Sunday, March 18, 2007

Serious Games Revolutionizing Children's Reading

Serious Games applying augmented reality to children's literature

The eyeMagic project at the University of Canterbury's Human Interface Technology Laboratory New Zealand (HIT Lab NZ), is ongoing research to explore the application of augmented reality technology to children's literature.

Augmented Reality (AR) is a new computer interface technology that allows computer graphics to be overlaid on the real world, so that both the virtual images and the real objects can be seen at the same time. AR interfaces have been developed for medical, military and educational applications.
The eyeMagic project is one of these applications.

Gavin Bishop is a noted New Zealand children's book author and illustrator. In the eyeMagic project one of his stories, "Giant Jimmy Jones" was transformed from a normal printed book into one where three-dimensional animated virtual images appear to pop- from the real pages. When the reader looks through a handheld display at the pages, virtual scenes come to life and appear attached to the real book.

A child can flip through its pages and read it like a conventional book. But with a handheld display and computer vision tracking technology, the child can watch the story literally come to life.
"You can see animated virtual characters overlaid on the real book pages and hear the voice of Gavin Bishop reading the story," says Billinghurst, director of the HIT Lab NZ.

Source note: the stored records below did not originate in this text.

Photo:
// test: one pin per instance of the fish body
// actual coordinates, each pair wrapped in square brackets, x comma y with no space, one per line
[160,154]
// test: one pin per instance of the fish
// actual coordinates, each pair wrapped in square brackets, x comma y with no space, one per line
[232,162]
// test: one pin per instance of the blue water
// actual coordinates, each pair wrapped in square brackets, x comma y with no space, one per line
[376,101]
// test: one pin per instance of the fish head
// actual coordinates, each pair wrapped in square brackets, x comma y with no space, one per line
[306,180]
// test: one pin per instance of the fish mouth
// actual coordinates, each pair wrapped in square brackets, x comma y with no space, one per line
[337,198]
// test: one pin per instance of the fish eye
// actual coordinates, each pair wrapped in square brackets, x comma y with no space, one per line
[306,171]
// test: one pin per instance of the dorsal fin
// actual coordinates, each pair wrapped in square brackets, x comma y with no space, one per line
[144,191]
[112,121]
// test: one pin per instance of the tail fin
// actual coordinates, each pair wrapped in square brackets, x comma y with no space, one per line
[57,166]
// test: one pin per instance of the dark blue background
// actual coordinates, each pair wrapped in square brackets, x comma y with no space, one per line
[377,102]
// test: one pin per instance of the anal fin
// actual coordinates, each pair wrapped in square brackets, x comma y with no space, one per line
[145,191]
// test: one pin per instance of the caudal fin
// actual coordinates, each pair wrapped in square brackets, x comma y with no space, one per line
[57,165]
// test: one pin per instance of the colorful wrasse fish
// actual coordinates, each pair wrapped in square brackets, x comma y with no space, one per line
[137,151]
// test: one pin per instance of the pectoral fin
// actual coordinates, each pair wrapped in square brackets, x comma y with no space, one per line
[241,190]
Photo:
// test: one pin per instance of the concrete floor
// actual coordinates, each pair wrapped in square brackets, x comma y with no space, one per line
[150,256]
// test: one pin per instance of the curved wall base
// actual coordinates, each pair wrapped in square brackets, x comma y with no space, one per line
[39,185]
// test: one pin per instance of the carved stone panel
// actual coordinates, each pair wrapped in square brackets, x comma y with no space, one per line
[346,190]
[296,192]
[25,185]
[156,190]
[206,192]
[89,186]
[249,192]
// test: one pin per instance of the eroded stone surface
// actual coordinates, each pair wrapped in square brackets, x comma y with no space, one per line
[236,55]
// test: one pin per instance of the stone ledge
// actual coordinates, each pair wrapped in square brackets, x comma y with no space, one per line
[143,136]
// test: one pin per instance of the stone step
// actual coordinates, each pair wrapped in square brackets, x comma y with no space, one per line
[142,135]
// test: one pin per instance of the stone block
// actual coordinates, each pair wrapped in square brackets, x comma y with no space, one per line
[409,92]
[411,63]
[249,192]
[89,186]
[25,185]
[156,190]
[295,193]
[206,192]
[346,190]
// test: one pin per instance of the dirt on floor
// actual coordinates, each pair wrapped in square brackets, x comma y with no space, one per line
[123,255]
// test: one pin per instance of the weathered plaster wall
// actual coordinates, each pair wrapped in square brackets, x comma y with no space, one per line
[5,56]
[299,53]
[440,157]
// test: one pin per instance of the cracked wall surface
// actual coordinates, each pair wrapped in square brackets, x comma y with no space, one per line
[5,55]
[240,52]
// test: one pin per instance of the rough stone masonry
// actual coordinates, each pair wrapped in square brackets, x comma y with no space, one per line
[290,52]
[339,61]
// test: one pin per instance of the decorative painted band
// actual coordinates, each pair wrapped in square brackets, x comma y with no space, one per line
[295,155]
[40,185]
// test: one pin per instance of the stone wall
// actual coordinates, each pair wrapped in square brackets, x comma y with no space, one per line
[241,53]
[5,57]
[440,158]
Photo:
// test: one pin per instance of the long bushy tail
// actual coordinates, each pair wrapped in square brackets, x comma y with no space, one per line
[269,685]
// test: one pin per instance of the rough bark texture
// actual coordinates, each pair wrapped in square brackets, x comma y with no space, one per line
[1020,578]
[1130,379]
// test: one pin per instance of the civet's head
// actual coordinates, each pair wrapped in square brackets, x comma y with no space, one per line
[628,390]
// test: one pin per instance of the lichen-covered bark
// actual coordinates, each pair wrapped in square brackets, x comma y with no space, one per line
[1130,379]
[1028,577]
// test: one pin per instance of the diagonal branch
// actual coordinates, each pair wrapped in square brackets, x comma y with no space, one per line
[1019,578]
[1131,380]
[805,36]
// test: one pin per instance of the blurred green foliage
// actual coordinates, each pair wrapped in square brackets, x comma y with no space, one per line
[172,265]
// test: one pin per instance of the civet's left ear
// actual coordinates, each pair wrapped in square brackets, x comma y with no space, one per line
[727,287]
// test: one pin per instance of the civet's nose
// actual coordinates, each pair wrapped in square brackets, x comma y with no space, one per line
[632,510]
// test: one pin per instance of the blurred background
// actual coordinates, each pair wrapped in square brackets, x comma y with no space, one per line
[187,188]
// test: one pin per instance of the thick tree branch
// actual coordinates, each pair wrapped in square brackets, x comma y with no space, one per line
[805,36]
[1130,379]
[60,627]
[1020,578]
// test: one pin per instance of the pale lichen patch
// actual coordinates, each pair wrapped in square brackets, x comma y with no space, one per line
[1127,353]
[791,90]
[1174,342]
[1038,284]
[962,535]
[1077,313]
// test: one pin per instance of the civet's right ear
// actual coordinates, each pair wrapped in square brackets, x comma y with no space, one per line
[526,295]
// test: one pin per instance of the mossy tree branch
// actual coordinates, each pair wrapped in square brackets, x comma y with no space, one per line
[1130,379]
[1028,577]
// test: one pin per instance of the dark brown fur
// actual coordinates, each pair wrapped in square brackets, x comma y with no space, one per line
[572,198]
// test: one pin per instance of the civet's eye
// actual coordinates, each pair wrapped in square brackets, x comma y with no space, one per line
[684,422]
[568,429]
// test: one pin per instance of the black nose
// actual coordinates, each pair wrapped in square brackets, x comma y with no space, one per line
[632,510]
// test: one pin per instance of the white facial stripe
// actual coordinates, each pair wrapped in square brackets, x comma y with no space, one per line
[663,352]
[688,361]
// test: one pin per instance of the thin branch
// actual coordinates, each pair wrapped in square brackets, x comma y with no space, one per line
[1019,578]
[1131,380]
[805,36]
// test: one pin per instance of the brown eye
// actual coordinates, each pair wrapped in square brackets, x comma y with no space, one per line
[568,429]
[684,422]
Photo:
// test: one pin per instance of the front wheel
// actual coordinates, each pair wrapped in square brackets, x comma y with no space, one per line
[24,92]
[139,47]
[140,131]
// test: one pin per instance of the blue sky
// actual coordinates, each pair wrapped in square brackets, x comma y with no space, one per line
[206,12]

Aside from being a very new form of entertainment, the eyeMagic book is also an educational tool. Children can read the "Giant Jimmy Jones" book, and can also build their own versions of the book. After developing the eyeMagic book, the HIT Lab NZ produced a set of workshops that taught children how to create three dimensional virtual objects. In four days children could go from knowing nothing about Augmented Reality to seeing their own virtual models popping out of the pages of a real book.

In summary the opportunities created through this project are allowing children to go on and make their own projects for their own entertainment - surely the ultimate result where the user is creating and developing local stories, in diverse languages/cultures and simultaneously learning complex creative ICT skills.